Gerechtsdeurwaarderskantoor Groot & Evers.
De heer J. S. Evers
Postbus 22259
1100 CG Amsterdam
RBogert@groot-Evers.nl
Kamervoorgerechtsdeurwaarders@rechtspraak.nl
Onderwerp : NIETIGHEID BESLAGEXPLOTEN
Datum : 10 december 2019
Geachte heer Evers,
Ondanks uw ministerieplicht ingevolge art. 11 Gdw behoudt u uw eigen verantwoordelijkheid op grond van uw ambtseed. Art. 9 Gdw, tweede lid: “Ik zweer (beloof), dat ik mij zal gedragen naar de wetten en voorschriften op mijn ambt van toepassing en dat ik mijn taak eerlijk en nauwgezet zal uitvoeren.”
Vermits u deze ambtseed heeft afgelegd, waarvan tot op heden niet is gebleken. (Bijlage 1, pagina 6) Gelet op uw gedragingen en handelwijze met betrekking tot de artikelen 430 lid 3 en 439 lid 3 Rv van het executierecht, bestaan er dan ook gerede twijfels of u wel een beëdigd gerechtsdeurwaarder bent.
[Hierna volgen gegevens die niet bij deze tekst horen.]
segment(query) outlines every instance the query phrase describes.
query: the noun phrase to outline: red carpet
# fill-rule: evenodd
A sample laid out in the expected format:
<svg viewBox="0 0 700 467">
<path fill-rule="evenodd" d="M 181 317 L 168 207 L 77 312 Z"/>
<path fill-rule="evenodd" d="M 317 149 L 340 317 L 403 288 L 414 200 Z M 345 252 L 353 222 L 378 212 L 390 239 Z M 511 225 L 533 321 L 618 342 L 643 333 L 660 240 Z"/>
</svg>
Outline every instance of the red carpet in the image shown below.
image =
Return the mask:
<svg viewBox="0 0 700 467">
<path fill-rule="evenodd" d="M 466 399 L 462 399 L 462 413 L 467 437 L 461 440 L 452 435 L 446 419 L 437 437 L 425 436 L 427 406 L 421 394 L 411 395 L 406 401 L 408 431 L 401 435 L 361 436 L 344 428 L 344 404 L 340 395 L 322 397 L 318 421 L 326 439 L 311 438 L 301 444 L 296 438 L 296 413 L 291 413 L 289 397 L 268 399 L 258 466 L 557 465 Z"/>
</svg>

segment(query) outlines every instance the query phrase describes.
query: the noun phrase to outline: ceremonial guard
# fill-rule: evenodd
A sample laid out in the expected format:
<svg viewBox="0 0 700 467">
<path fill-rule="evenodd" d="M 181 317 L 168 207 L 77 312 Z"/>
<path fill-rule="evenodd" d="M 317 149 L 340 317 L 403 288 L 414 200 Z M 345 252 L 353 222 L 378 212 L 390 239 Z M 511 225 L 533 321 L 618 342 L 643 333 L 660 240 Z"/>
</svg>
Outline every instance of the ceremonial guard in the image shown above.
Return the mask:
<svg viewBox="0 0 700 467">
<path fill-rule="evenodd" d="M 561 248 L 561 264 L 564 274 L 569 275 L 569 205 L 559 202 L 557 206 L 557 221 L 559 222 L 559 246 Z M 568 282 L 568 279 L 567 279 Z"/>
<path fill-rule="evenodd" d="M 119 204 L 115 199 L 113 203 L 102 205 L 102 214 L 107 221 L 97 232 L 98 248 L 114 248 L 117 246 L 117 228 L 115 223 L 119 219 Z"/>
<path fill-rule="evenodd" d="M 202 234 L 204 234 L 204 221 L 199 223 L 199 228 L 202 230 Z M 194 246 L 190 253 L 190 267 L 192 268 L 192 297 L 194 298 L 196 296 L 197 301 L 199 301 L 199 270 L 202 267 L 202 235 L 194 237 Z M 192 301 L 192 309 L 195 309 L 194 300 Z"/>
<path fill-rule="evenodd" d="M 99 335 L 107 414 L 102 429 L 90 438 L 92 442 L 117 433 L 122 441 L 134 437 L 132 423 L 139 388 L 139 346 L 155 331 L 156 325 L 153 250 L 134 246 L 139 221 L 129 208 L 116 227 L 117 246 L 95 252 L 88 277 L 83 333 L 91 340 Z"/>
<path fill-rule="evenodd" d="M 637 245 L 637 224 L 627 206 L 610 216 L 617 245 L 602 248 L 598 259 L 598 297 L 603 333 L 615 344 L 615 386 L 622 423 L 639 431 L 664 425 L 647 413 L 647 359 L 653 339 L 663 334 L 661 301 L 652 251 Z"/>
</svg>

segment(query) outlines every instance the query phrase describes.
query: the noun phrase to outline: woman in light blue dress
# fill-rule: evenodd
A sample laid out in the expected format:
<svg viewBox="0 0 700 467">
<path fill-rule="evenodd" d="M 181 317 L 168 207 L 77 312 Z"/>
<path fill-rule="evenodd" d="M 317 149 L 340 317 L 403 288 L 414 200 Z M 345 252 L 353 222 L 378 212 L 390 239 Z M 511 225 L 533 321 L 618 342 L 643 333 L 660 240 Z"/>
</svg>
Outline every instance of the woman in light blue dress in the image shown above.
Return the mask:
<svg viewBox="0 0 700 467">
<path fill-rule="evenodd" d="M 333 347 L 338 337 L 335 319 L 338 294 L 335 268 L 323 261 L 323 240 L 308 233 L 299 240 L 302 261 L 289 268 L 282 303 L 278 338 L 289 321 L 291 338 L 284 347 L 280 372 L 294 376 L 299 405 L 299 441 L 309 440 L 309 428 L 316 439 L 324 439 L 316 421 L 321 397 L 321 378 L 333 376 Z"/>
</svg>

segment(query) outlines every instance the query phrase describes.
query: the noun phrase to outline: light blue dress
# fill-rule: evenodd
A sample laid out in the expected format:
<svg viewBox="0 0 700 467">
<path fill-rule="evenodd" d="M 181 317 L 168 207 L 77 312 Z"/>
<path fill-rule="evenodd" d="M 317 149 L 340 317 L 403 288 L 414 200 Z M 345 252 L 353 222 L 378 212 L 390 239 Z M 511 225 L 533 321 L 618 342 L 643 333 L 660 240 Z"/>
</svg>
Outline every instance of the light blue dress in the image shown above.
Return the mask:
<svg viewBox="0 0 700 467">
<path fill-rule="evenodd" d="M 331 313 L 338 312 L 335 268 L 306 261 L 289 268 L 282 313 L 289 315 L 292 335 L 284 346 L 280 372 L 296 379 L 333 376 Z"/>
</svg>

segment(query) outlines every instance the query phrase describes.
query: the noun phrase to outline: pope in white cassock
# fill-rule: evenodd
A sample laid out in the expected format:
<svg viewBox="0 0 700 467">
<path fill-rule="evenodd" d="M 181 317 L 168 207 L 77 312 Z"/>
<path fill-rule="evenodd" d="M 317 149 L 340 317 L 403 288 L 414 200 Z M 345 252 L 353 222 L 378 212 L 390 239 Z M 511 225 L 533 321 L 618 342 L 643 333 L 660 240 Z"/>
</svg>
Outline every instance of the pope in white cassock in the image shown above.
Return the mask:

Gelet op het feit dat vanaf 3 februari 2012 ALLE 52 aan ons adres uitgebrachte exploten, zowel door LAVG als door uw gerechtsdeurwaarders van uw kantoor Groot & Evers, consistent een beroep doen c.q. verwijzen naar de beweerdelijk betekende exploten van 3 en 10 februari 2012 (quod non) telkens met de volgende bewoordingen of met bewoordingen van gelijke strekking:
UIT KRACHTE VAN:
“de grossevan het vonnis in kort geding door de Voorzieningenrechter van de Rechtbank ’s – Hertogenbosch op 31 januari 2012, gewezen in de procedure van rekwiranten als eiseressen en na te noemen gerekwireerden als gedaagden, welke titel aan de gerekwireerden werd betekend bij deurwaardersexploot d.d. 3 februari 2012 en waarvan bij exploot d.d. 10 februari bevel is gedaan tot betaling van de destijds verbeurde dwangsommen ……………… “
De vermelde exploten zijn niet betekend en missen tevens de vereiste vermelding van rechtspersoonlijkheid. (2:186 BW)
De betekening aan de geëxecuteerde is essentieel en kent daarom nietigheid als sanctie. (art. 505 Rv)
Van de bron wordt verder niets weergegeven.